Der Yak wird wegen seiner grunzähnlichen Laute auch Grunzochse genannt. Es ist eine Rinderart, die in Zentralasien verbreitet ist. Die Bezeichnung „Yak“ stammt aus der tibetischen Sprache. Er liefert Milch, Fleisch, Leder, Haar und Wolle. Im Urserental lebt seit 2000 eine grosse Yaksherde. Im Winter befindet sich diese in Andermatt, im Sommer zum Teil auf der Gurschenalp. Die Tiere haben für die Tibeter in der Schweiz eine grosse Bedeutung. Die Herde wurde deshalb auch schon von der Tibetenschule in Rikon (ZH) besucht. Die Kälber erhielten dabei tibetische Namen (UW 85, 29.10.2008).
     

Ereignisse mit Rindviechern

1363  / Montag, 7. Februar 1363
Talleute von Ursern schränken Weiderecht ein
Die Talleute von Ursern erlassen einschränkende Bestimmungen für das Weiderecht Der freie Weidgang kann nur für selbst gewintertes Vieh beansprucht werden. Jeder Talmann darf sechs Rinder auf die gemeine Allmend auftreiben und vier Rinder zum Überwintern belassen. Zudem hat jeder auch das Recht, noch einen Stier, einen oder zwei Ochsen, ein oder zwei Pferde auf die Strasse und einen Hengst zum Reiten zuzukaufen und aufzutreiben.Von Anfang August bis St. Mauritiustag (22. September) darf weder auf eigenem noch fremdem Gut geweidet werden. Für fremdes Vieh wird zudem der Weidgang auf Eigen und Äcker vollständig verboten. Dreizehn angesehene Männer überwachen die Einhaltung der Bestimmungen und büssen die Fehlbaren. Die Talleute wollen den Weidgang ausschliesslich für das eigene Vieh erlauben und auch dieses in den Sommerwochen vom Eigen fernhalten, um das Heuen zu fördern und jeden Bauern zur Benützung der Alpen zu verpflichten.
Der Geschichtsfreund Nr. 41 (1886), S. 122-123; Stadler-Planzer Hans, Geschichte des Landes Uri, Bd. 1, S. 154; Gisler Friedrich, Urner Geschichtskalender, Bd. 2, S. 65.
     
1528  / Mittwoch, 18. Januar 1528
Verbot des Viehverkaufs während der Fastenzeit
Während der Fastenzeit wird der Viehverkauf und Viehbetrieb besonders nach Konstanz und ins Ausland verboten. Dies soll der alten christlichen Satzung wegen Enthhaltung von Fleischgenuss an Fastentagen bessere Nachachtung geben.

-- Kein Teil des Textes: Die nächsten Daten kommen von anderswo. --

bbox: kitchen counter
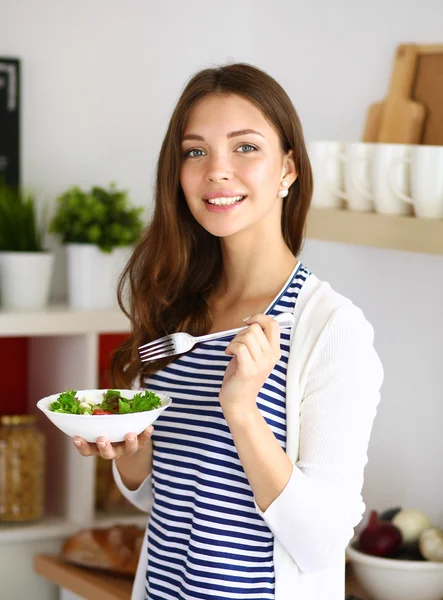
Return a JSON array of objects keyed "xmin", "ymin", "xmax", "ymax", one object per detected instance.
[
  {"xmin": 34, "ymin": 554, "xmax": 367, "ymax": 600},
  {"xmin": 34, "ymin": 554, "xmax": 132, "ymax": 600}
]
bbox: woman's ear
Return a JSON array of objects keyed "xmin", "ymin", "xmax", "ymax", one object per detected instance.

Gisler Friedrich, Urner Geschichtskalender, Band 1, S. 4.
     
1528  / Sonntag, 29. Januar 1528
Verbot des Viehverkaufs wird erneuert
Die Tagsatzung in Luzern erneuert das erlassene Verbot des Viehverkaufs über den Gotthard nach Mailand.

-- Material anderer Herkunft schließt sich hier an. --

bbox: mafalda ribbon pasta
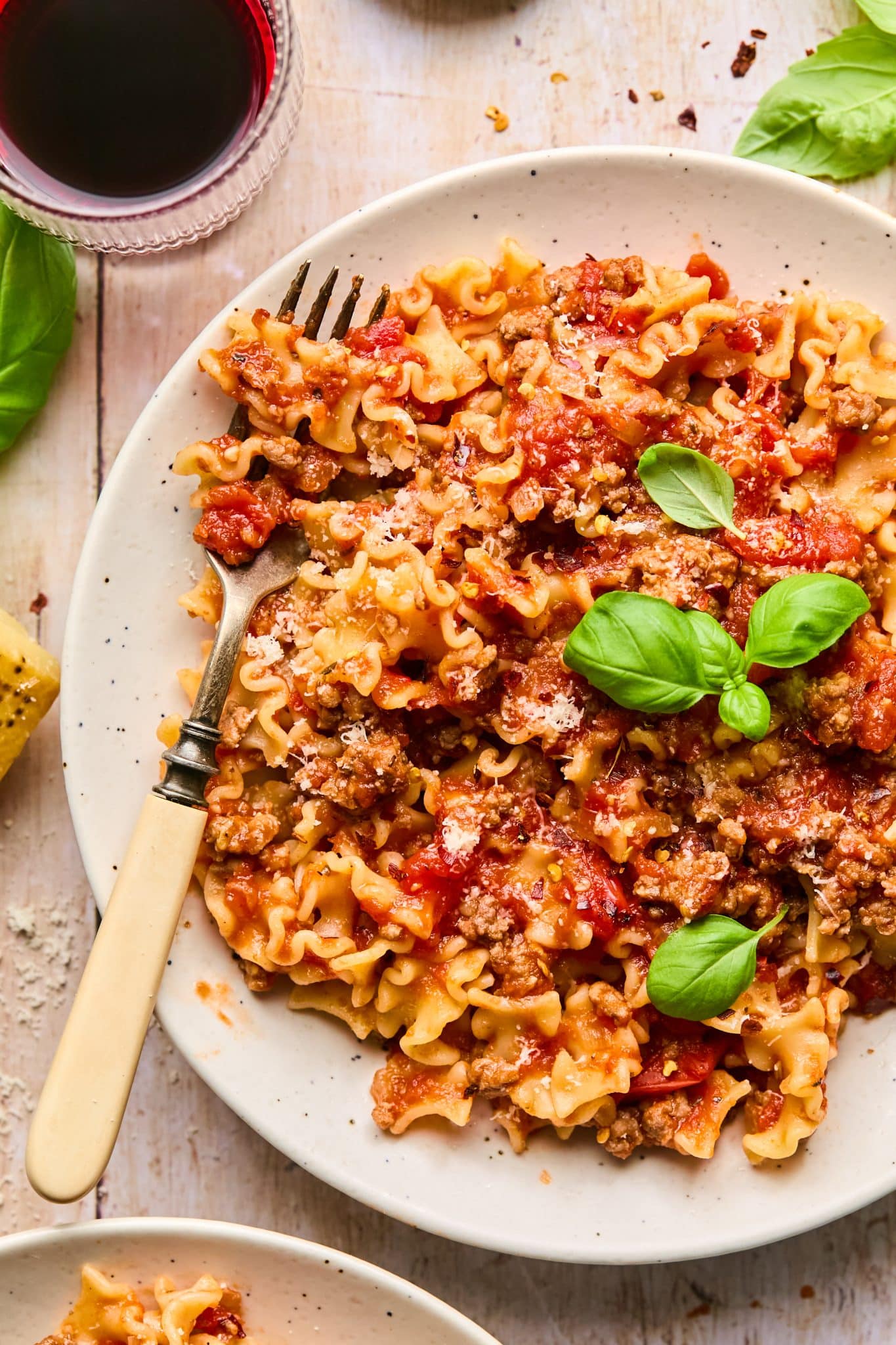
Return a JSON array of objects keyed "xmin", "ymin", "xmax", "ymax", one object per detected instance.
[{"xmin": 164, "ymin": 240, "xmax": 896, "ymax": 1162}]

Gisler Friedrich, Urner Geschichtskalender, Band 1, S. 5.
     
1778  / Donnerstag, 16. Juli 1778
Gefährliche Alpabfahrt wegen heftigem Schneefall
Es schneit auf den Alpen der zweite Tag. Wegen des entstehenden Futtermangels und der Kälte fassen die Hirten und einige Alpgenossen den verwegenen Entschluss, wieder nach Hause zu fahren. Ungeachtet der Lawinengefahr zieht man den Pass über die Vorfrutt hinauf und kommt bis zur Balm durch verschiedene Lawinen. Dabei gehen schon viele Schafe verloren. Durch unsägliche Strapazen wird die Balm erreicht. Hier hofft man, Hilfe aus dem Tal anzutreffen. Diese kehrte in Aesch jedoch wieder zurück, da es unmöglich erschien, den Pass mit Vieh zu passieren. Die Älpler müssen den Abstieg über die Heidmannegg allein unternehmen. Lawinen stürzen und schlagen durch die Herden. Lediglich drei Kühe müssen in den Lawinen zurückgelassen werden, von denen eine anderntags noch lebend ausgegraben werden kann. Andere Kühe verirren sich auf dem Wege oder bleiben erschöpft liegen, doch auch diese können gerettet werden. Die Herde trifft dann um Mitternacht in Schattdorf ein.
Schaller-Donauer Alfred, Chronik der Naturereignisse im Urnerland 1000 – 1800, S. 96.
     
1778  / Sonntag, 26. Juli 1778
Schweres Unwetter mit Überschwemmungen im unteren Reusstal
Nach starkem Regen reisst die Reuss an der Stillen Reuss im Rynächt die steinerne Brücke weg. Die bedrohten Bauern der Umgebung müssen mit ihrem Vieh über die Rynächtfluh und die Pestlern flüchten. Vier Pferde, die in der Ebene ins Wasser kommen, drängen sich zusammen, um nicht weggeschwemmt zu werden und müssten so stehen bleiben, bis das Wasser zurückgeht. Das Wasser geht dabei eine Zeitlang so hoch, dass die Pferde die Köpfe in die Höhe halten müssen. Die Wildwasser aus dem Riedertal, Lohntal, Lauital, sowie der Gangbach und der Kummetbach brechen aus und richten einigen Schaden an.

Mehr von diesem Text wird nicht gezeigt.